Having launched with indicative volume of A$250-300 million, the deal was upsized modestly to A$315 million on the back of significant demand. Tim Galt, executive director and head of DCM syndicate, APAC at UBS in Hong Kong, adds that the extent of the oversubscription sends a positive message on NHFIC’s future transactions.
He tells KangaNews that the converstion rate of investors participating versus those attending the issuer’s roadshow and engaged with advance marketing was very high, which he attributes to the strength of NHFIC’s credit fundamentals.
With the transaction so heavily oversubscribed, Dal Bon says the challenge in upsizing the deal will be ensuring that there is demand from CHPs to fill orders. Under its matched funding model, NHFIC has very limited potential to upsize its bond issuance. However, Dal Bon says NHFIC intends to issue on a regular basis to help meet strong investor demand.
The sharp pricing achieved means he is confident that this can not only be delivered but that those CHPs which may have been waiting to see initial results will now be encouraged to seek NHFIC finance.
Sloane says the number and diversity of investors in the book was especially encouraging. Deal statistics indicate that the majority of the transaction was allocated to domestic investors (see chart 1), while asset managers were the predominant participants by investor type (see chart 2).
Source: ANZ 26 March 2019
Source: ANZ 26 March 2019
Galt adds that while the deal was domestically driven, a number of buyers in Asia have natural demand and mandates for environmental, social and governance (ESG)-themed products and this played out in the NHFIC book.
David Crawford, chief of staff at NHFIC in Sydney, says the roadshow for the inaugural transaction focused on Australia, with offshore investors being offered a conference call. Even so, he says several offshore investors participated and the issuer is confident of being able to grow this investor base in future transactions.

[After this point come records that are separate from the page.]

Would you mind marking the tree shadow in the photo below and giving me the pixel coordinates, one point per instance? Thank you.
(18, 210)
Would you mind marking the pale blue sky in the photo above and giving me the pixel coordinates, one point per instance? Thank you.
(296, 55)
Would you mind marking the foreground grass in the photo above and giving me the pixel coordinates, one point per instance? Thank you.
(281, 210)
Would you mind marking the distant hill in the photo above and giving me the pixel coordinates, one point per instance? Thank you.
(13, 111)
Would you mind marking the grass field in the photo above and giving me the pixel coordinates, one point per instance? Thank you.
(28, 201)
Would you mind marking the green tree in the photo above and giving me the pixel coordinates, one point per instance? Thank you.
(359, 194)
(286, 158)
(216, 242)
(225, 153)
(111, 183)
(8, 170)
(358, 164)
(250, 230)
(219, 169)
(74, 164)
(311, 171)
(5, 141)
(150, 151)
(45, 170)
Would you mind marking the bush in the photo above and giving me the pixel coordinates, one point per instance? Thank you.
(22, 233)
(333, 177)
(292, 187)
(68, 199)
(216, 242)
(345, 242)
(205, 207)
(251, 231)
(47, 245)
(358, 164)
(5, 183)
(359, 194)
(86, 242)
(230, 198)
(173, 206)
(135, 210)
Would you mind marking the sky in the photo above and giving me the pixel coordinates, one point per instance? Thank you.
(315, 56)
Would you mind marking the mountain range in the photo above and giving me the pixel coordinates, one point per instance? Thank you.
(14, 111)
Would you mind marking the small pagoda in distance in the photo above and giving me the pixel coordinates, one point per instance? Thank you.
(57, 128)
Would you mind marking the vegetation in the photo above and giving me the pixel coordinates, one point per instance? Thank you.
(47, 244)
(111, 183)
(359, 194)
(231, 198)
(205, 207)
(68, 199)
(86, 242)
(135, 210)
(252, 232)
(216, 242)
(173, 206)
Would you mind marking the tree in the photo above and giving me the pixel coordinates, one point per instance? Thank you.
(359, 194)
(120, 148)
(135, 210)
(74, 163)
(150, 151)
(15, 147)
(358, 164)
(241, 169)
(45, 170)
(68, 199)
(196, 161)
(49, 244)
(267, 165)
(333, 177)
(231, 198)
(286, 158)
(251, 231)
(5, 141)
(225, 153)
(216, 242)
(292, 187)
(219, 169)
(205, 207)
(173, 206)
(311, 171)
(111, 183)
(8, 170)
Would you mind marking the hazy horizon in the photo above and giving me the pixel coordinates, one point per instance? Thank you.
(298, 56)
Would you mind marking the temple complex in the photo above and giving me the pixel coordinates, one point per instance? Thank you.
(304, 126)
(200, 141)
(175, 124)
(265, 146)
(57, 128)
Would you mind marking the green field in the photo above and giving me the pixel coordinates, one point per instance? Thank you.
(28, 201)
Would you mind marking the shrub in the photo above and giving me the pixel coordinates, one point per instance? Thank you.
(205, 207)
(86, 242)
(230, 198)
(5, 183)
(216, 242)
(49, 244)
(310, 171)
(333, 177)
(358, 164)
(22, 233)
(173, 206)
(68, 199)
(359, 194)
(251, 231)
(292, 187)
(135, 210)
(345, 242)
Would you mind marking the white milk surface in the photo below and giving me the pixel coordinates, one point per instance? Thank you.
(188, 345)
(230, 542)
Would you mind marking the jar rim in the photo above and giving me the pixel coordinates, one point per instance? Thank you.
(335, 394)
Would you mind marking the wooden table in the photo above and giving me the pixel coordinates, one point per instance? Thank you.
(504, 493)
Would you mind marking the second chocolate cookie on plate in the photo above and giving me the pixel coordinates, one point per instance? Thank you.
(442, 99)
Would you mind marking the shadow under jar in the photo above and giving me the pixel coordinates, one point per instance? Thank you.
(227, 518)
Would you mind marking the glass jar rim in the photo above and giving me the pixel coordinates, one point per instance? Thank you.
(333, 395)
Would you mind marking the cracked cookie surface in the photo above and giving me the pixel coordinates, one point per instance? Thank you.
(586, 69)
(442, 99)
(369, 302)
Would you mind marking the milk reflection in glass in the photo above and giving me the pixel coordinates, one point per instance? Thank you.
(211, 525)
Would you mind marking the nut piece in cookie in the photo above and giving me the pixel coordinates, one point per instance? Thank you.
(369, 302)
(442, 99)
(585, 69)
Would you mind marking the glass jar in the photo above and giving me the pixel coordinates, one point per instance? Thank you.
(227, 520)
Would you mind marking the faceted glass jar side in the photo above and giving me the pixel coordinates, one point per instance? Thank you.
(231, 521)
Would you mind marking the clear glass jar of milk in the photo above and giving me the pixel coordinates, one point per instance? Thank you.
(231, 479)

Social bonds are a much more nascent asset class than green bonds, and only two other issuers – International Finance Corporation (IFC) and National Australia Bank – have lines outstanding in Australia.
When IFC first came to the market with a Kangaroo social bond, execution of the transaction faced challenges around investor understanding and comfort with the use of proceeds. The level of demand reflected a much greater level of understanding when IFC tapped the same line early this year.

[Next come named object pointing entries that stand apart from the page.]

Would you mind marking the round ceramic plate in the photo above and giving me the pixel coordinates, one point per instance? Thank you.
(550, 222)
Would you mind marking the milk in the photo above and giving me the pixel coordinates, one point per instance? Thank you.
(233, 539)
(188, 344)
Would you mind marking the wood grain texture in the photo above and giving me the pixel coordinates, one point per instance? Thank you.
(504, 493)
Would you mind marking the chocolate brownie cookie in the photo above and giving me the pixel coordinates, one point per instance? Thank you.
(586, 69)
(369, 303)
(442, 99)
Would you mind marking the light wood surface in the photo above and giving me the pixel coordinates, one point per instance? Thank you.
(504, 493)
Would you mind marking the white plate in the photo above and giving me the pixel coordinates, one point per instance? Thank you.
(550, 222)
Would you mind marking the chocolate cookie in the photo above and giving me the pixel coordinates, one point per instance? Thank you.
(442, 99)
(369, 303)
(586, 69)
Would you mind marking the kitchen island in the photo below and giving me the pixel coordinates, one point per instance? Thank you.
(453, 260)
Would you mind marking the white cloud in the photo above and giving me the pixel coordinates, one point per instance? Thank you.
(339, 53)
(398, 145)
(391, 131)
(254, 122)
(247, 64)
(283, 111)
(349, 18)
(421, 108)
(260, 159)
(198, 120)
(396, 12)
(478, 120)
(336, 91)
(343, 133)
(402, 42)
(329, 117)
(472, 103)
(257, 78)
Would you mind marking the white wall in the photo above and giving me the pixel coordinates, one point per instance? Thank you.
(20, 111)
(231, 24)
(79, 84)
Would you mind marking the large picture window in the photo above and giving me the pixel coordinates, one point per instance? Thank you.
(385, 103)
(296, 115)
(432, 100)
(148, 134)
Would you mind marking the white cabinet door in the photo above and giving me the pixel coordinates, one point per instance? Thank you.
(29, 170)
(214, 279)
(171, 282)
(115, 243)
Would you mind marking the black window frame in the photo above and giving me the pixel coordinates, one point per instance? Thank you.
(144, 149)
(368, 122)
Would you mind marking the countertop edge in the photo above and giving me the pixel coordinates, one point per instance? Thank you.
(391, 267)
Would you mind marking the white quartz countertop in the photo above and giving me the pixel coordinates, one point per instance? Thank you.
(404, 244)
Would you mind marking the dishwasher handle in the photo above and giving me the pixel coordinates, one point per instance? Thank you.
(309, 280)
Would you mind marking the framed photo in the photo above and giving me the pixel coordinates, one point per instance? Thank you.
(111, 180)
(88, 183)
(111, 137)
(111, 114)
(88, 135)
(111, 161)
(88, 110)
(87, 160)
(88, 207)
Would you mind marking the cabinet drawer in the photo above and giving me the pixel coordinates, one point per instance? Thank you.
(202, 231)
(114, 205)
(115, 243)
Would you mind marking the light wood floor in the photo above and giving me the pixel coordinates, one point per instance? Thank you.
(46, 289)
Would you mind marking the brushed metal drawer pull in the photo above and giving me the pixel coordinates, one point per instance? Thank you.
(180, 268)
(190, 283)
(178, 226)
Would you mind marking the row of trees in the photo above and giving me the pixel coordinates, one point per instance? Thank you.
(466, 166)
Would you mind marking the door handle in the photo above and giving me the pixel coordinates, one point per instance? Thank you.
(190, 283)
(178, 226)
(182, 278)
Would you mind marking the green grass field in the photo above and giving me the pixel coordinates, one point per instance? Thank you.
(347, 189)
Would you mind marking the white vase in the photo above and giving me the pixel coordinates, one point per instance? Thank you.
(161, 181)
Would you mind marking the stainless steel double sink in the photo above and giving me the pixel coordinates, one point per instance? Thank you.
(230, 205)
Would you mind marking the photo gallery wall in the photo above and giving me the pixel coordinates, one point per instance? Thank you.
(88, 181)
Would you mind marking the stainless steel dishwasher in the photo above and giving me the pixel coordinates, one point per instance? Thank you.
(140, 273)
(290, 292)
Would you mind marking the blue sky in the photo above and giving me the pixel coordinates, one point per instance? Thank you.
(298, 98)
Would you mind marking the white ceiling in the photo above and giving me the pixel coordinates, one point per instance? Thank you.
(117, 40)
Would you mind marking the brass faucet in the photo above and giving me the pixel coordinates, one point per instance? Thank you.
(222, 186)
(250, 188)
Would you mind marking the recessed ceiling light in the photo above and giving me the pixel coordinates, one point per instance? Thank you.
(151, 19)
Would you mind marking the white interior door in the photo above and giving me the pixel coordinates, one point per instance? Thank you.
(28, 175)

Crawford says that NHFIC’s transaction gave ESG-focused investors a point of distinction given the relative lack of social-bond supply in Australia. “There was genuine interest in the social housing element of NHFIC’s work throughout the deal process. Investors were keen to know who exactly NHFIC lends to and what the overall goals of the programme are.”
Deal statistics show that 60 per cent of the deal was allocated to investors classified as either dark or light green (see chart 3).
Crawford says all of NHFIC’s future transactions will feature a social theme, given all the issuer’s operations are focused on achieving social housing outcomes. He adds that there is the potential to include bonds with focuses on energy efficiency and disability housing in the future, but these will still be included in the social-bond framework.